Увы, придется потерпеть. До конца семестра еще две недели, а я обещал деду с бабушкой сдать хвосты. Как ихтиостега… Нет, ну кто, спрашивается, отменил свободу образования?! Ведь еще пятнадцать лет назад – полное раздолье! Хочешь – учись. Не хочешь – оставайся дремучим невеждой… И никаких тебе практикумов по эволюционной биологии! М-да, благословенные были времена…
«Александр, можешь ли ты на минуточку отвлечься?»
«Да, Ирма, пожалуйста», – мысленно возликовав, отозвался я.
Хочу ли я отвлечься? Ещё как!
«С тобой будет говорить Александр. Я сочла необходимым сообщить ему, что ты очень занят, но он настойчив.»
Почему Александр?… Какой еще Александр?! А-а, наверное, Шур… Сколько лет, сколько зим… Вот дуреха эта Ирма, уж для кого-кого, а для Шура я всегда на связи… Только странно, с чего вдруг такая деликатность со стороны господина Наладчика?… Мог бы и напрямую.
«Немедленно соединяй!»
– Привет, тезка!
– Привет!
– Ты сейчас очень занят?
– Наблюдаю за страданиями ископаемого земноводного. Весьма поучительно и настраивает на возвышенный лад…
Чего это меня понесло? От волнения, наверное… Ведь Шур просто так не позвонит…
– Ну-ну, – хмыкнул он. – Догрызаешь, стало быть, орешек знания…
– Орешек знания тверд, – тотчас откликнулся я, – но всё же мы не привыкли отступать, нам раскусить его поможет…
– Погоди, Санек, – перебил Шур. – Есть дело. Серьезное.
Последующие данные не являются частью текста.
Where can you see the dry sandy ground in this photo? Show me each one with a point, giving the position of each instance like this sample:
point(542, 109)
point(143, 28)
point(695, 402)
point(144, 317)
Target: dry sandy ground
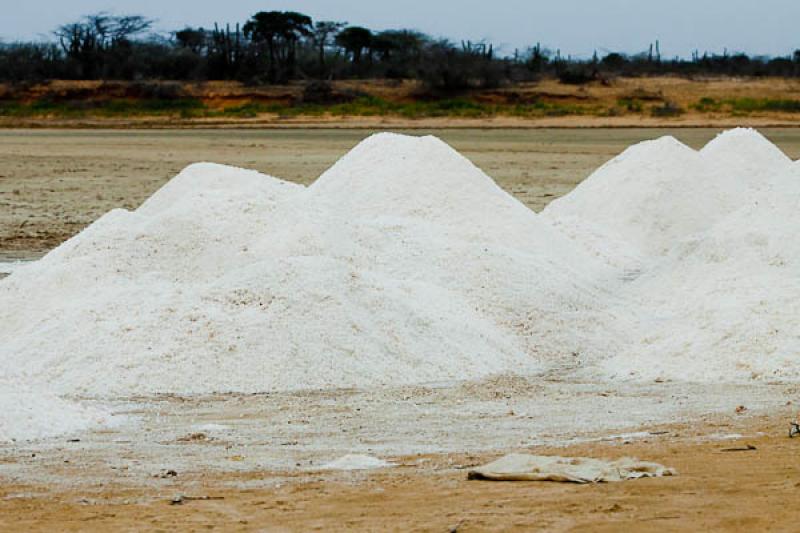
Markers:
point(261, 474)
point(55, 182)
point(722, 485)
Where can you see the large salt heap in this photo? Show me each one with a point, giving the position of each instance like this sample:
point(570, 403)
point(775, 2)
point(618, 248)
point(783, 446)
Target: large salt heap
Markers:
point(404, 263)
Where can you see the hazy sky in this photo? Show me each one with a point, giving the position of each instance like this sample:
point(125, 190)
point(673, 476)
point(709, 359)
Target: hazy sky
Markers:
point(575, 26)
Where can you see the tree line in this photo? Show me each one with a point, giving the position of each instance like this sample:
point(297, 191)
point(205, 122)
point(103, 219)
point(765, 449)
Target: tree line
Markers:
point(275, 47)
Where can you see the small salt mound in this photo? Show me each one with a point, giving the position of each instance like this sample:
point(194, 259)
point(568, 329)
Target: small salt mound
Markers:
point(200, 181)
point(356, 462)
point(746, 153)
point(649, 196)
point(31, 414)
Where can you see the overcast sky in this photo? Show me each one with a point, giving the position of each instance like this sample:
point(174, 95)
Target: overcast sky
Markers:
point(577, 27)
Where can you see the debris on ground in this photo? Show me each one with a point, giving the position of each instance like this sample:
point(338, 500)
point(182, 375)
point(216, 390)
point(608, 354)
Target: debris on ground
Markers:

Похоже, и впрямь серьезное, если Шур не поддержал нашу любимую игру в цитаты.
– Яволь, херр оберст!
– Будет лучше, если ты немедленно телепортируешься ко мне, – ответил он. – Не через Ирму разговор.
Ого, вот это секретность!
– Лечу!
– Давай…
Сделав ихтиостеге ручкой, – извини, мол, дорогая, попробуем завоевать сушу в следующий раз, – я лениво поднялся и едва не был сбит с ног толпой ввалившихся в сферический зал Дарвинариума студиозусов младшего курса. Нет, ну куда, спрашивается, ломятся эти мальки?! Или они не знают, что у акул сейчас индивидуальные занятия?… Надавать бы им по шеям, да связываться неохота…
По счастью, в коридоре никого из преподавателей не оказалось и я развил приличную скорость, метя прямиком в свободную нуль-кабину. Огляделся, рванул сдвижную дверь. Мимолетно подумав, что, видимо, неспроста какой-то умник позаботился о том, чтобы студенты совершали как можно больше физических усилий. Все двери в Университете открывались только вручную, пользоваться транспортными механоргами на территории кампуса разрешалось лишь очень пожилым преподавателям и сотрудникам Исследовательского центра. Даже телепорт управлялся не голосовой командой, как везде, а через клавиатуру. Ну уж дудки, стану я напрягаться…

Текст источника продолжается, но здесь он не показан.